The school claims that the father is inventing details about the situation.

But school officials say that the account in yesterday’s Taunton Daily Gazette was rife with errors and that the father’s description of what happened is untrue.

“The report is totally inaccurate,’’ Julie Hackett, superintendent of the Taunton public schools, said in an interview in her office yesterday. “The inaccuracies in the original media story have resulted in a great deal of criticism and scrutiny of the system that is unwarranted.’’

Dino F. Ciliberti, editor of the Gazette, did not return calls yesterday.

Hackett said the student, age 9, was never suspended and that neither he nor other students at the Maxham Elementary School were asked by the teacher to sketch something that reminded them of Christmas or any religious holiday, as the Gazette and other media reported and the father suggested, although his story changed as he explained it.

She said it was unclear whether the boy, who put his name above a stick figure portrait of Christ on the cross, had drawn the picture in school, which his teacher discovered Dec. 2.
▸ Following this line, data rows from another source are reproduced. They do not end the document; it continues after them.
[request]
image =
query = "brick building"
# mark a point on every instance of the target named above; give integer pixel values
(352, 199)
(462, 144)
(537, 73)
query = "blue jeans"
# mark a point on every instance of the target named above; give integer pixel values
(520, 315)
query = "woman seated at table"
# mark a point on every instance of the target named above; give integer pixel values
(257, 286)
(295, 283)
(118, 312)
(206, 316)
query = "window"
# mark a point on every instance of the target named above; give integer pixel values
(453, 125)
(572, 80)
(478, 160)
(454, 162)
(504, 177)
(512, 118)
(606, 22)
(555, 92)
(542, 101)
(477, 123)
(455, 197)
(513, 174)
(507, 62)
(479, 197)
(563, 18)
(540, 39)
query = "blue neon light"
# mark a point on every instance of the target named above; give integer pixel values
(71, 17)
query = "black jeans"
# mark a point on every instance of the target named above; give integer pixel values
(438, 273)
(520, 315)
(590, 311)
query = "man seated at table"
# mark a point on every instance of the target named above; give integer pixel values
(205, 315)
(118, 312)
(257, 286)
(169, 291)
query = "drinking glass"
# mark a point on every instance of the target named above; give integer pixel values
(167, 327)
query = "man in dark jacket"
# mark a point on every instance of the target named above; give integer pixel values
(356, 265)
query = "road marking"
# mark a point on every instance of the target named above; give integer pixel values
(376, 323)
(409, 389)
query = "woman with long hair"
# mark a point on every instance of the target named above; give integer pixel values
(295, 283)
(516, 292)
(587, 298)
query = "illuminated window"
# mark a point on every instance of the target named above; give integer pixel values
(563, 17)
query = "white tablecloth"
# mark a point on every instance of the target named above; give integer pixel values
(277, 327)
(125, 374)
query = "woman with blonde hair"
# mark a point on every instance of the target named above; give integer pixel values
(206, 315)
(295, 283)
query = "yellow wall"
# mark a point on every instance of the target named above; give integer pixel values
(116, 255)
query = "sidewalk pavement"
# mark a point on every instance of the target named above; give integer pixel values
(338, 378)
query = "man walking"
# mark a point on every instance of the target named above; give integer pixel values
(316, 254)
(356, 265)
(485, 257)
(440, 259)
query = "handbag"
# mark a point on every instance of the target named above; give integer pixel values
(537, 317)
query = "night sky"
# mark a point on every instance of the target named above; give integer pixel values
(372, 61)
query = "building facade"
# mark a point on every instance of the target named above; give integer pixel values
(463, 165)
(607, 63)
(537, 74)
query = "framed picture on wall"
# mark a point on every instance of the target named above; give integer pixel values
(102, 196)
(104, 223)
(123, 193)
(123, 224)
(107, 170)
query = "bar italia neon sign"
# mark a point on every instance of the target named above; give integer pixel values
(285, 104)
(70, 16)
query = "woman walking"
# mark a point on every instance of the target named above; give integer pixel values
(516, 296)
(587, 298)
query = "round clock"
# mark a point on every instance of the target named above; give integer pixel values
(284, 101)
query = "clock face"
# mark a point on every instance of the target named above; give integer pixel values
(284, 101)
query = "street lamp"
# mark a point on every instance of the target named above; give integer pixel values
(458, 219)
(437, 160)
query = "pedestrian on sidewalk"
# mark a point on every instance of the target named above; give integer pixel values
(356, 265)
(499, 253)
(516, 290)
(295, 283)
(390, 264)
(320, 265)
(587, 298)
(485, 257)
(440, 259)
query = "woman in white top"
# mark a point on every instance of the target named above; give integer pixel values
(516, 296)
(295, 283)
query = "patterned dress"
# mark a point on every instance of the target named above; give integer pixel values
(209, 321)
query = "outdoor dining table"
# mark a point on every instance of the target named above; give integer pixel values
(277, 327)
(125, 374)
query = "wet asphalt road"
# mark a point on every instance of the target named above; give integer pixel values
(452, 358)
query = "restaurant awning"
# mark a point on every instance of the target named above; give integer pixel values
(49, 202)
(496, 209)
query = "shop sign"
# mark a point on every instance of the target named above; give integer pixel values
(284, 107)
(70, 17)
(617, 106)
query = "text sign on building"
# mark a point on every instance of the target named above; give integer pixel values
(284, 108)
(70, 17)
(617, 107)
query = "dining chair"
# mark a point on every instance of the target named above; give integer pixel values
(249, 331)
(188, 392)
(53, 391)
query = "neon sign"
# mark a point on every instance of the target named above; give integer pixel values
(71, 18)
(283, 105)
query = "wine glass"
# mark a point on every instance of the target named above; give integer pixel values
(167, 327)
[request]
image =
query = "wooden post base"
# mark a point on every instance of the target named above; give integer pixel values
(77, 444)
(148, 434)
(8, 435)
“Religion had nothing to do with this at all, 100 percent nothing to do with it,’’ Hackett said, adding that Taunton is known as “The Christmas City.’’

She said the drawing was seen as a potential cry for help when the student identified himself, rather than Jesus, on the cross, which prompted the teacher to alert the school’s principal and staff psychologist. As a result, the boy underwent a psychological evaluation.

She declined to comment on the results of the evaluation or whether the teacher had reason to believe that the student was crying out for help. The boy’s father showed reporters a report indicating his son was not a threat to himself or others and could return to school.

So, according to the school, it was about the kid identifying himself as being on the Cross, which got school psychologists and staff involved. Question why that was necessary perhaps, but this wasn’t about banning the crucifix or religious depictions.